Aging and oncological treatments alter the function of the ovary. However, even when the ovaries lose their ability to ovulate, residual quiescent follicles remain that can be rescued to grow via different approaches. In fact, the recovery of ovarian function has been described in patients with ovarian failure due to chemotherapy after bone marrow transplantation, suggesting a positive effect of bone marrow stem cells in the ovarian niche.
With this in mind, we set out to evaluate, for the first time, whether the infusion of human stem cells from the bone marrow were capable of rescuing residual dormant follicles to produce competent oocytes. For this purpose, we evaluated the effects of these cells in both murine and human ovarian tissue.
Firstly, we established murine models of low response (LR) and premature ovarian failure (POF) by administering a reduced dose and another standard of chemotherapy, respectively. In these models of ovarian damage, we evaluated the effect of the administration of human stem cells of the bone marrow. After their infusion through the vein of the tail, these cells were able to migrate and infiltrate the damaged ovarian tissue, mainly located near blood vessels and follicles. These cells were able to rescue fertility, allowing spontaneous pregnancies not only in the LR model but also in the model of severe ovarian damage (or POF model), which represents the worst possible scenario.
Specifically, in both models the treatment with human bone marrow stem cells produced an increase in the number of pre-ovulatory follicles, oocytes, embryos and healthy offspring. In addition, the infusion of these cells improved ovarian vascularization and cell proliferation, reducing apoptosis. These positive effects were not observed when normal peripheral blood mononuclear cells (lymphocytes and monocytes) were administered, demonstrating that the positive effects observed were due to the stem cells and not to the lymphocytes / monocytes present.

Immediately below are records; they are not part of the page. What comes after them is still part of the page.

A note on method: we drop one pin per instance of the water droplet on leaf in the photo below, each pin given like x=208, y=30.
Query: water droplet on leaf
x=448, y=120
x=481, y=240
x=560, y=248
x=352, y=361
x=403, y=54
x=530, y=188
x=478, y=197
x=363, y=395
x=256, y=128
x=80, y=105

Considering the structural and functional differences between murine and human ovarian tissue, we then set out to validate the results obtained in human ovarian tissue. For this purpose, xenotransplantation of human ovarian cortex fragments of LR patients in ovariectomized immunosuppressed mice. A week later, when the implants were already vascularized, we infused them through the vein of the tail with human stem cells from the bone marrow. As in murine ovarian tissue, we observed that human bone marrow stem cells were able to migrate and settle in ovarian implants, being located near blood vessels and follicles, even in contact with granulosa cells. Once in the ovarian tissue, they promoted follicular growth to a secondary stage, increasing the secretion of estradiol and improving local vascularization and proliferation of the ovarian stroma.
On the other hand, in addition to testing the effects of the heterogeneous set of human stem cells of the bone marrow, we wanted to study if their CD133 + fraction was mainly responsible for the regenerative effects observed. We decided to test this cell population due to previous studies that propose regenerative effects of this population in other organs and tissues. We observed that the administration of this cell subpopulation also promoted follicular growth at a secondary stage, improved the vascularization of human ovarian implants and increased the secretion of estradiol.
However, all these effects were less than when the whole set of human stem cells from the bone marrow were administered. These result shows that, although the fraction of CD133 + cells have regenerative properties in the damaged or aged ovarian tissue, other cells or components of the heterogeneous group that make up the stem cells of the bone marrow would contribute to the improvement and regeneration of the ovarian niche.
In conclusion, the results obtained in all these pre-clinical studies suggest that therapies based on stem cells from bone marrow could be an appropriate alternative to increase the reproductive potential of patients of advanced reproductive age, of women treated with chemotherapy, and of LR women in whom the ovarian niche cannot maintain the growth of their already limited follicular pool.